We set up an ambush. Pretty much wiped out one of the companies. At least, we left seventy bodies on the road. We brought back the rifles and ammunition, and some extra mounts. All the rifles are new Cadmian pieces. My scouts found at least three more companies to the west of the mine road, maybe four. They were riding west. I didn't bother with bodies when I could have been outnumbered five to one. I also thought you ought to know."

"Five to one?"

"Four and one makes five," Mykel said. "There might be more. We didn't finish up until close to dark. Oh... the western bluecoats burned a score of cots north of Dramuria."

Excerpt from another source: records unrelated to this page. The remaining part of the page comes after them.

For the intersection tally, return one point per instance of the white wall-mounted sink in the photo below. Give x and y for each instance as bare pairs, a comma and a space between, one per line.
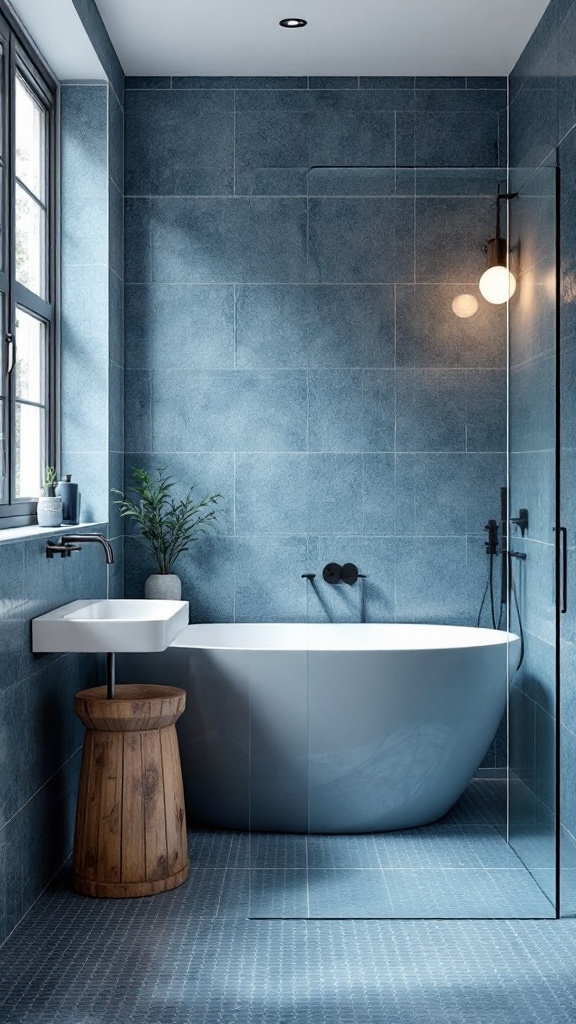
110, 627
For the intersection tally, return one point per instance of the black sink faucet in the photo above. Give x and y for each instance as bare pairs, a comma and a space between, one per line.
74, 542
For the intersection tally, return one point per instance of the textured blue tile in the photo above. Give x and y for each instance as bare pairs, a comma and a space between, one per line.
450, 233
84, 427
387, 82
429, 334
346, 237
271, 494
272, 154
116, 140
202, 82
458, 138
430, 411
271, 82
334, 494
260, 562
460, 100
566, 73
137, 411
12, 613
116, 316
351, 411
179, 142
183, 327
359, 181
534, 121
334, 82
116, 417
343, 130
490, 82
261, 411
83, 111
148, 82
429, 583
116, 229
273, 323
378, 495
532, 390
440, 82
84, 229
205, 240
207, 473
486, 411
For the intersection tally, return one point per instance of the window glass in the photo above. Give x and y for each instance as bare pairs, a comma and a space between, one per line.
31, 141
30, 425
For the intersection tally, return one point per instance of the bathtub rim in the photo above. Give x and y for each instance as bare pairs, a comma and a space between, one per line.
302, 637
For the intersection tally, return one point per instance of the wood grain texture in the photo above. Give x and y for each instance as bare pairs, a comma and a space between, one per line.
130, 823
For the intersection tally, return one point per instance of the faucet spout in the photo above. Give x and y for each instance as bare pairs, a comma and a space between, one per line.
86, 539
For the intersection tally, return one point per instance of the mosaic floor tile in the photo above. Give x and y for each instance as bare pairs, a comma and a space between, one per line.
347, 894
477, 893
342, 851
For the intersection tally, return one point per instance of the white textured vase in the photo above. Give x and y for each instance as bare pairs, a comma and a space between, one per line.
49, 511
167, 587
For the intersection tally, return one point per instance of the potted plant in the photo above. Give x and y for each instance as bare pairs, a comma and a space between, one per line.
49, 507
168, 524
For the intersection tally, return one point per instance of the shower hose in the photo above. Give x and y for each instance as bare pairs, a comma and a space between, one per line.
489, 589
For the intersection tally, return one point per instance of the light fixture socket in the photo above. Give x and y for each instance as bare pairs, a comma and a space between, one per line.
497, 252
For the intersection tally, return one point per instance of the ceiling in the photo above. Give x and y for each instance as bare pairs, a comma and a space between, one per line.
369, 37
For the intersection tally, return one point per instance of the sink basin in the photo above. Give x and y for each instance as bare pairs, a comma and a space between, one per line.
111, 627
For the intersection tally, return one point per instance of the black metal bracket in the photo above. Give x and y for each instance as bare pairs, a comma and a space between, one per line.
522, 521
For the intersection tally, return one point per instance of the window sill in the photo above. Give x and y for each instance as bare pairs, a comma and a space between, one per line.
15, 534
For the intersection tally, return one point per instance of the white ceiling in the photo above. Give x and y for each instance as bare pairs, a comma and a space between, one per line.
369, 37
60, 37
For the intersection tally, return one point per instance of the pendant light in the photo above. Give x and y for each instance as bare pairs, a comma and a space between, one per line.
497, 284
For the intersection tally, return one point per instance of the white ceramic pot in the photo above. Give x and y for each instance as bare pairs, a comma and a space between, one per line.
167, 587
49, 511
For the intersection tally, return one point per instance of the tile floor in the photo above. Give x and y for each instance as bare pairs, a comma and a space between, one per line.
193, 955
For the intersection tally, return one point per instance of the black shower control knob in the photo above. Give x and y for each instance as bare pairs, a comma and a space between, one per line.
332, 572
350, 572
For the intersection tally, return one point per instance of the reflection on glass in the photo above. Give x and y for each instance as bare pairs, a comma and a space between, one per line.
3, 481
30, 243
30, 450
31, 148
30, 357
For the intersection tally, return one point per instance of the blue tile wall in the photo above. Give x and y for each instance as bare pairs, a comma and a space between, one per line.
290, 340
542, 123
40, 736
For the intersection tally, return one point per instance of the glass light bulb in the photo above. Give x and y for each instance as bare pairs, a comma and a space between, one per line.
497, 285
464, 305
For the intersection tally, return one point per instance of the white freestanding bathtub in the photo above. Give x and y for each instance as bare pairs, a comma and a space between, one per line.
331, 728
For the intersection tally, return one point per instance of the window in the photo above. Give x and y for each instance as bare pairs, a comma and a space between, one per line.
28, 377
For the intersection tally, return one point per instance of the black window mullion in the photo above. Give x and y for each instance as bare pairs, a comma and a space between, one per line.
18, 58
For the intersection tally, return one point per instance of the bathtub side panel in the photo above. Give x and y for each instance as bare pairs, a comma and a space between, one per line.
395, 737
279, 775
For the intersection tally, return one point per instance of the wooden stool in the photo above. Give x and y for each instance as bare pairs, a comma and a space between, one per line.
130, 823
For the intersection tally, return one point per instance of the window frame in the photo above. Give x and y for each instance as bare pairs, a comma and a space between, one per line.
22, 57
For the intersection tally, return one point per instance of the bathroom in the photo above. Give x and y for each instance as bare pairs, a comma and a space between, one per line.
250, 259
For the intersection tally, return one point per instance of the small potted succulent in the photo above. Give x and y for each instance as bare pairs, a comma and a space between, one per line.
49, 506
168, 524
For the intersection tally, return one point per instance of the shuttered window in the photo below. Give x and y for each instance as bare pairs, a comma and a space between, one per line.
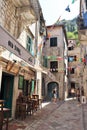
53, 42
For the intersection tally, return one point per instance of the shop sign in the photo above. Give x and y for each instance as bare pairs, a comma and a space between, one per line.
12, 45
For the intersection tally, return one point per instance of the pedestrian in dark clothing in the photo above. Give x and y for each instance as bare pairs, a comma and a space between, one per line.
82, 91
78, 94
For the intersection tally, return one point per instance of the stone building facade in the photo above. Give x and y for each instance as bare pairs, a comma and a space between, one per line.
18, 48
54, 58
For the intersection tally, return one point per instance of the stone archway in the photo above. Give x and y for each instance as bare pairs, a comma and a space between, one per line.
50, 87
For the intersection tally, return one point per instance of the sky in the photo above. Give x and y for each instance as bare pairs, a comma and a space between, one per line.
53, 9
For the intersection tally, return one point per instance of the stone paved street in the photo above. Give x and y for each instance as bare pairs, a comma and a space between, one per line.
54, 116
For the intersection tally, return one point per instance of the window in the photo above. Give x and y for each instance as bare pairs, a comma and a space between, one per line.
54, 66
29, 44
72, 58
53, 42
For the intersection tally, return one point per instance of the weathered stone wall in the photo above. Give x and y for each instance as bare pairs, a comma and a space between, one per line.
58, 52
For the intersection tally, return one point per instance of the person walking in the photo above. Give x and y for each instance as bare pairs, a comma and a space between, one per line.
54, 96
78, 94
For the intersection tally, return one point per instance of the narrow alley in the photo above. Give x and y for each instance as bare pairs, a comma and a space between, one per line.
68, 115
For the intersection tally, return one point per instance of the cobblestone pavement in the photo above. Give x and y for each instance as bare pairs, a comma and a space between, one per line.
66, 115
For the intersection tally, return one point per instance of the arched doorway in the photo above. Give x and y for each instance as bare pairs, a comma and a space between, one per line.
50, 87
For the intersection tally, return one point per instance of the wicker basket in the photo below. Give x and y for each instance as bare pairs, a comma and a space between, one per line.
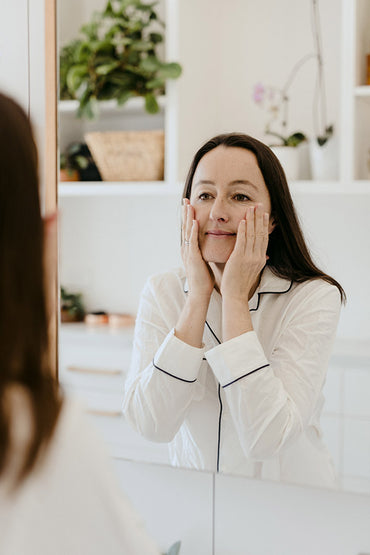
128, 155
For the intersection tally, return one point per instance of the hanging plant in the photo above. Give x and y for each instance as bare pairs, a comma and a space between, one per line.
116, 58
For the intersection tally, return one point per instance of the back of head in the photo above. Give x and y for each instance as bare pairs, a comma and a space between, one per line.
23, 316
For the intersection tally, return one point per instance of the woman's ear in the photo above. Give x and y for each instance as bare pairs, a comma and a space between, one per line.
272, 224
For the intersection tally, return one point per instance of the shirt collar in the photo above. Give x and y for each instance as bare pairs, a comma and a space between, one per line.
269, 283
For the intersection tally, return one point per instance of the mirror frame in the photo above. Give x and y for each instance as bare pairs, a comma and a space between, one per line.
51, 158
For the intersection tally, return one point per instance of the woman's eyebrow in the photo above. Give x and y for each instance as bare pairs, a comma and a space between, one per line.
204, 182
243, 182
234, 182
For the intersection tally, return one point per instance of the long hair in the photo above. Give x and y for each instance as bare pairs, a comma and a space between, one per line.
288, 254
24, 349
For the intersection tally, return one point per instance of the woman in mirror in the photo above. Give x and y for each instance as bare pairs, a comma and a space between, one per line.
231, 353
57, 492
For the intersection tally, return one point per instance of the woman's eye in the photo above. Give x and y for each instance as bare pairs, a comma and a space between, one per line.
204, 196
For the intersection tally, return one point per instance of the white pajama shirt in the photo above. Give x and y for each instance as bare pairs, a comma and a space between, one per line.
250, 405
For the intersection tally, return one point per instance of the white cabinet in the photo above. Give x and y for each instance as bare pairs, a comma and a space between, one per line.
93, 363
355, 150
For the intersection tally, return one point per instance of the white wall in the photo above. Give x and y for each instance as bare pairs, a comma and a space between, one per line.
251, 517
233, 45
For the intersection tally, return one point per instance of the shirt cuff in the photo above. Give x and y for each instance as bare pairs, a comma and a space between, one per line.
237, 358
178, 359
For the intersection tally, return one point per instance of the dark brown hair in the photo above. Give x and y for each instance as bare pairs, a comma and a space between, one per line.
24, 349
288, 254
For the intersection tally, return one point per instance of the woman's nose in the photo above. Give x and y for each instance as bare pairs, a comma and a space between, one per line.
219, 211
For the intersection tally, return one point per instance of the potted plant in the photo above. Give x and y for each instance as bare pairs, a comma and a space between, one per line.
116, 58
72, 162
276, 101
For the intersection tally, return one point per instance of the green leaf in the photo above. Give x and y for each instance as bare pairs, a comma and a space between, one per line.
151, 104
108, 12
82, 52
170, 71
106, 68
90, 30
155, 84
142, 46
89, 109
156, 37
76, 76
82, 162
150, 64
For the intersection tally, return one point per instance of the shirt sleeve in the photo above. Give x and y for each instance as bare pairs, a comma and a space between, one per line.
163, 373
272, 401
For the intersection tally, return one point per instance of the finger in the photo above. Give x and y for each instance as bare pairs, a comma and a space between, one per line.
194, 235
265, 242
241, 237
183, 221
187, 222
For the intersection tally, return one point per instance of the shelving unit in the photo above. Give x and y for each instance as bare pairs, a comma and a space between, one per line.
355, 149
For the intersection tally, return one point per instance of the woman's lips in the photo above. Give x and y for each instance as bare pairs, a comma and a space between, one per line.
220, 233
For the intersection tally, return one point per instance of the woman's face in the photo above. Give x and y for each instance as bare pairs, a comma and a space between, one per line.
227, 180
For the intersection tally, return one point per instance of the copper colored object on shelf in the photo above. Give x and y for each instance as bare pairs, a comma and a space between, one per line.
96, 318
121, 320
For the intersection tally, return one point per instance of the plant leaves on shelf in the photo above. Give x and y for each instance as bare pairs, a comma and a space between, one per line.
151, 104
116, 58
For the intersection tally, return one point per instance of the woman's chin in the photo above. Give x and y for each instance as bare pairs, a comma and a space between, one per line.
216, 256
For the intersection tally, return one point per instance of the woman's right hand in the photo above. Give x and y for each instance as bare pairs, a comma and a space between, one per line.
199, 274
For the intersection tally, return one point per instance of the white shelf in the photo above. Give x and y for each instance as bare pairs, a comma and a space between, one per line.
158, 188
109, 189
363, 93
135, 104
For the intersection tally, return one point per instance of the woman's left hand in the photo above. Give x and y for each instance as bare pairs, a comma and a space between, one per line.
249, 255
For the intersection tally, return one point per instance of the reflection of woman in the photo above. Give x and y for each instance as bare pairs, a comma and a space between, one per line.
230, 355
56, 492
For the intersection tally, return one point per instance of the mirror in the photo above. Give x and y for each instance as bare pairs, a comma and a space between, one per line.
114, 235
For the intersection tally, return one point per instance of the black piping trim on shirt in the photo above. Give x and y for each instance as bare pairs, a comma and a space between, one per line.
219, 430
213, 333
220, 401
270, 293
237, 379
172, 375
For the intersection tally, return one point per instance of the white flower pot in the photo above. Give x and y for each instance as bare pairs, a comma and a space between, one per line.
325, 160
289, 158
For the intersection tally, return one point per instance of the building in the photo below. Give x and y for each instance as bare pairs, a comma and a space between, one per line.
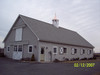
46, 41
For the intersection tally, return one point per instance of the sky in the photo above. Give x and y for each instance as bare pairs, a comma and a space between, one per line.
82, 16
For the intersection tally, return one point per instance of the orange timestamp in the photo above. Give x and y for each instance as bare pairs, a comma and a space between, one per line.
84, 64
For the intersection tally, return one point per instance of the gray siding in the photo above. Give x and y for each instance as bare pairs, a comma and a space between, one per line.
28, 38
68, 55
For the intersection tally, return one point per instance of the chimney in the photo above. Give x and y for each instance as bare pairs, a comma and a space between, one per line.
55, 21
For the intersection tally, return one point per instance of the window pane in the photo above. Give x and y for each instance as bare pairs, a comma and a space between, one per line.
18, 35
30, 48
8, 49
55, 50
20, 48
15, 48
65, 50
42, 50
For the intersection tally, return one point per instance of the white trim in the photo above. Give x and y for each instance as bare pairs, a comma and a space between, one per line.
30, 28
28, 48
56, 49
7, 48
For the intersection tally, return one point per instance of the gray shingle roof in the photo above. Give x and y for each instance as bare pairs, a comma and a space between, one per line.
50, 33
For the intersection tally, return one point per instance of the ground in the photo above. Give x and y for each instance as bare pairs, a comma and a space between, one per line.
12, 67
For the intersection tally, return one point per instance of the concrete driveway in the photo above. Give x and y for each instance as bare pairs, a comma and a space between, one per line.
11, 67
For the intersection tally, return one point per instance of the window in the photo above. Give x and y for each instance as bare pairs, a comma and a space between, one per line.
15, 48
30, 48
20, 48
82, 51
65, 50
61, 50
8, 48
89, 51
42, 50
74, 51
55, 50
18, 34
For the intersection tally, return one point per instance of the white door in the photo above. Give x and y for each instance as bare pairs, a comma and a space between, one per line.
17, 54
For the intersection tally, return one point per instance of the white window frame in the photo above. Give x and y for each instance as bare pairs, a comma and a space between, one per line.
7, 48
89, 51
73, 52
82, 51
18, 34
28, 48
56, 49
61, 50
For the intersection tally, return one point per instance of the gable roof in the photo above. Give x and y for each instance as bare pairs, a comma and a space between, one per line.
49, 33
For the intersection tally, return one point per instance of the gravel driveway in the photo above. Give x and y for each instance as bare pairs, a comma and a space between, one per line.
11, 67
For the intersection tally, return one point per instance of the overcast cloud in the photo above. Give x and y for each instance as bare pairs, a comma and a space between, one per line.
82, 16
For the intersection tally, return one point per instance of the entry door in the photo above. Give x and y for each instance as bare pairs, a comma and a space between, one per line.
17, 53
42, 58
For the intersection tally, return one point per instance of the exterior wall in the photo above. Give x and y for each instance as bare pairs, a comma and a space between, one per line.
69, 55
28, 38
32, 40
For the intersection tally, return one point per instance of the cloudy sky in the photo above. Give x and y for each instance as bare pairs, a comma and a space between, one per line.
82, 16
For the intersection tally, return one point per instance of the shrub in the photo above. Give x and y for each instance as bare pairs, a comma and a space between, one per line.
33, 58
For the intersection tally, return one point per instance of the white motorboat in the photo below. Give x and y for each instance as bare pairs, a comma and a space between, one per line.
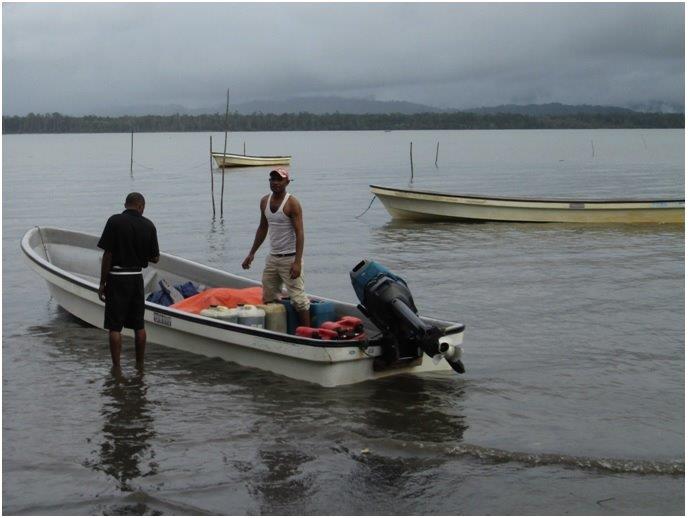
233, 160
429, 205
70, 263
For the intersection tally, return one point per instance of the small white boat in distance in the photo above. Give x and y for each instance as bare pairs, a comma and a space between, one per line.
232, 160
428, 205
70, 263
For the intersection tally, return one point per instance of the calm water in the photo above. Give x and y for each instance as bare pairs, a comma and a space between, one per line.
573, 402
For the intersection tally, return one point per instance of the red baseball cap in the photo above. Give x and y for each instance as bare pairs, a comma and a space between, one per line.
283, 173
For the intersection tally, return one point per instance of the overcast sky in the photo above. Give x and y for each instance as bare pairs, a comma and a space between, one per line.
86, 58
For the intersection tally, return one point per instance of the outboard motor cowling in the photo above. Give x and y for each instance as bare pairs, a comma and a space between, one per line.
386, 300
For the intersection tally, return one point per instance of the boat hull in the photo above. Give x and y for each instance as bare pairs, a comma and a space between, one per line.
294, 357
231, 160
423, 205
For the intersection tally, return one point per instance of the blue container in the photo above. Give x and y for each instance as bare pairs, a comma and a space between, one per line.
322, 311
292, 319
366, 271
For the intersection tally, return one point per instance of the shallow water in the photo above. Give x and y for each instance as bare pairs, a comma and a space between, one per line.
573, 400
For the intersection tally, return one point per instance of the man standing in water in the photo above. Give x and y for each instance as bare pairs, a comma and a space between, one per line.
129, 242
281, 218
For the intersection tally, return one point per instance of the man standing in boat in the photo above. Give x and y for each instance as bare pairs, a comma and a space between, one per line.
281, 218
129, 242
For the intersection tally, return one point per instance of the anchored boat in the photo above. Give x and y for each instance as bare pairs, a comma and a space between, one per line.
232, 160
396, 339
429, 205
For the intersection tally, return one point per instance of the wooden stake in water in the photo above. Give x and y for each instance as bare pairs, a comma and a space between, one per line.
211, 171
225, 146
411, 162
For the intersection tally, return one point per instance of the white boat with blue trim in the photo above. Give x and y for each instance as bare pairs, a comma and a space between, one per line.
397, 341
233, 160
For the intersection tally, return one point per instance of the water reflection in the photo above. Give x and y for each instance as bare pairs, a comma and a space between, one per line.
283, 489
417, 408
125, 452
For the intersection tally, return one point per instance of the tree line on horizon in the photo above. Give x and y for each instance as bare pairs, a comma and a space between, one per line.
58, 123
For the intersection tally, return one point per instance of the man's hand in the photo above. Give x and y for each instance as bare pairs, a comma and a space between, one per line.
295, 270
247, 262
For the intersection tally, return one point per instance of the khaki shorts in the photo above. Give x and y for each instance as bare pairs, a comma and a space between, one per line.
276, 275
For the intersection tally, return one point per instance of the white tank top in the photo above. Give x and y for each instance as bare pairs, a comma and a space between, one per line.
281, 231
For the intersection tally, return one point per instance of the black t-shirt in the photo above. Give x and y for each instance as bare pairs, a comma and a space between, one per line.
131, 238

"I got word on that when we got here earlier tonight. We got tied up with snipers on the smuggling road. Didn't lose many men, just three, captured a small boatload of ammunition last night. Five cases. Then we started south. It's a long ride back here. It's a long ride anywhere on this frig-gin' island."

"Yes, sir."

"How much of your company do you have left-that can fight?"

"A little less than fourscore. Some of my earlier wounded might be well enough in another week or so to rejoin the company." Mykel paused, then asked, "Have you heard anything from Seventeenth Company?"

"No. Have you?""No. That's why I asked. They were supposed to be patrolling the west road. When I found out there were five-odd companies that came down the road..."

"Could be Heransyr had enough sense not to engage them."

"It could be," Mykel agreed politely.

"You don't think so."

"I don't know. The other thing that really bothers me is that these bluecoats can't fight. Why are they sending them over here to get killed?"